Of the 315 patients with MDP under our long-term observation, in 14 depressive phases were characterized by a depressive-depersonalization syndrome (i.e., approximately 4.5%), and in 3 of them the phases lasted from 2 to 4 years, in 7 from 1 up to 2 years, 2 - from 9 to 12 months and only 2 - less than 6 months. In the remaining 300 patients with MDP, whose depressive states were characterized by other syndromes, phases lasting more than 1 year occurred only in 32 people, i.e. in 11%, and while in the subgroup with depressive-depersonalization syndrome, protracted phases were observed in 71% of patients, these differences are highly significant (p < 0.001). The average duration of the phases characterized by depressive-depersonalization syndrome was 13.4 months, while in the remaining 300 patients with MDP it was 6 months (p < 0. 05).
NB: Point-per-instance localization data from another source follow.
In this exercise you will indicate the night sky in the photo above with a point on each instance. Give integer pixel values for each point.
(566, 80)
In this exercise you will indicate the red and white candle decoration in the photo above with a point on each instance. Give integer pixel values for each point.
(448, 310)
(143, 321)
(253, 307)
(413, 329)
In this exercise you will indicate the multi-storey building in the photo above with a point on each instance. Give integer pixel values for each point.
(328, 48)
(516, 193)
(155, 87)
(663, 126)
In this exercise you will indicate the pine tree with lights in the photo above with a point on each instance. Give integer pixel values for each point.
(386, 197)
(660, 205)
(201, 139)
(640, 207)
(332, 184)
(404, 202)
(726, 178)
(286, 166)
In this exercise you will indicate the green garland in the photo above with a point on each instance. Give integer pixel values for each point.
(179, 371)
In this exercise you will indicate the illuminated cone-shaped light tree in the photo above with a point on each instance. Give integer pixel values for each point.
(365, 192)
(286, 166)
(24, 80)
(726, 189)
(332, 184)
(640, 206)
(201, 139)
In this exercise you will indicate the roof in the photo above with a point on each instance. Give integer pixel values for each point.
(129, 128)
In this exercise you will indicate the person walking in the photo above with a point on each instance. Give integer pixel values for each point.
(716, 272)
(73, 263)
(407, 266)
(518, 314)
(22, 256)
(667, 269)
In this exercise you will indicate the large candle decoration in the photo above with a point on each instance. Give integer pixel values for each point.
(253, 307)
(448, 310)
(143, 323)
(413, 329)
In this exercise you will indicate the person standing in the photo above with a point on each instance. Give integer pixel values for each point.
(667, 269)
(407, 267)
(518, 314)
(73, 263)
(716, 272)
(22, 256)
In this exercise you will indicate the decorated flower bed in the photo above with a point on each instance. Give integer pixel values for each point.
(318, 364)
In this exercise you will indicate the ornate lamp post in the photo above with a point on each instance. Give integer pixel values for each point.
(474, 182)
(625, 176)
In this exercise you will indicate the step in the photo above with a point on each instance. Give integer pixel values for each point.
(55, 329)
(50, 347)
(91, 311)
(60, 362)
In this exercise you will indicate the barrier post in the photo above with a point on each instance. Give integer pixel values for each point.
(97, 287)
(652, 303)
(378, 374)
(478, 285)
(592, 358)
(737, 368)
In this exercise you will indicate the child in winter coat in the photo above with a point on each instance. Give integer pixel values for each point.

Of all the methods of antidepressant therapy used (except for phenazepam and leponex), the empirically found combination of chloracizine with imipramine (melipramine) gave a relatively better effect: a positive effect was observed in 4 out of 12 patients, in 2 there was a sharp exacerbation of anxiety and melancholy, and in 6 treatment turned out to be ineffective. Usually we used the following scheme: during the week melipramine up to 250-300 mg, then during the week the combined use of 150-200 mg of melipramine with 45-75 mg of chloracizin, then during the week chloracizin 90-120 mg, and then re-appointed melipramine. Similar cycles of treatment were carried out 1-3 times.

When treating patients with depersonalization-depressive syndrome, one should always remember that these patients are the most dangerous in terms of suicide. Therefore, the use of antidepressants recommended by some authors with a pronounced stimulating component of action is not only ineffective, but also very dangerous, since a possible exacerbation of symptoms often leads to suicidal attempts. But even in the treatment with anxiolytic drugs, a short-term increase (more precisely, release) of melancholy during the period of reduction of depersonalization is possible, which is also accompanied by an increased risk of suicide.

The most effective means in the treatment of such conditions are powerful anxiolytics, in particular, we studied clozepine (leponex) and phenazepam. The results of such therapy were superior to the results of the traditional use of antidepressants. More details are given below.

Difficulties and failures encountered in clinical practice in the treatment of patients with depressive-depersonalization syndrome are also largely due to the difficulties that arise in its psychopathological qualification, and, in particular, the fact that it often “masks” as asthenic-depressive-hypochondriac states. Relatively often, patients with severe depersonalization are diagnosed with schizophrenia during the initial examination. This is facilitated by the following features of such states: the unusualness of sensations, the inability to describe them in everyday terms, leads to the fact that patients resort to complex metaphors, unusual comparisons, producing, at first glance, the impression of pretentiousness, deliberateness. In addition, hidden anxiety and, most importantly, the loss of a sense of contact with the interlocutor, the fear that the doctor cannot understand his condition, force the patient to repeatedly repeat the same thought in different expressions, looking for new terms. This verbosity, which is not characteristic of patients with a classic depressive syndrome, is sometimes regarded as schizophrenic reasoning.

Some of the statements of patients, arising from their feelings, for example, caused by a violation of the sense of time, thoughts about immortality in patient L. (observation 3), can be regarded as primary nonsense. And, finally, the assessment of the state of such patients is significantly complicated by the absence of typical depressive symptoms in them: they experience acute melancholy and are not inclined to attach importance to low mood, since they consider it a logical consequence of the main, from their point of view, manifestation of the disease (“death” , "losing yourself", etc.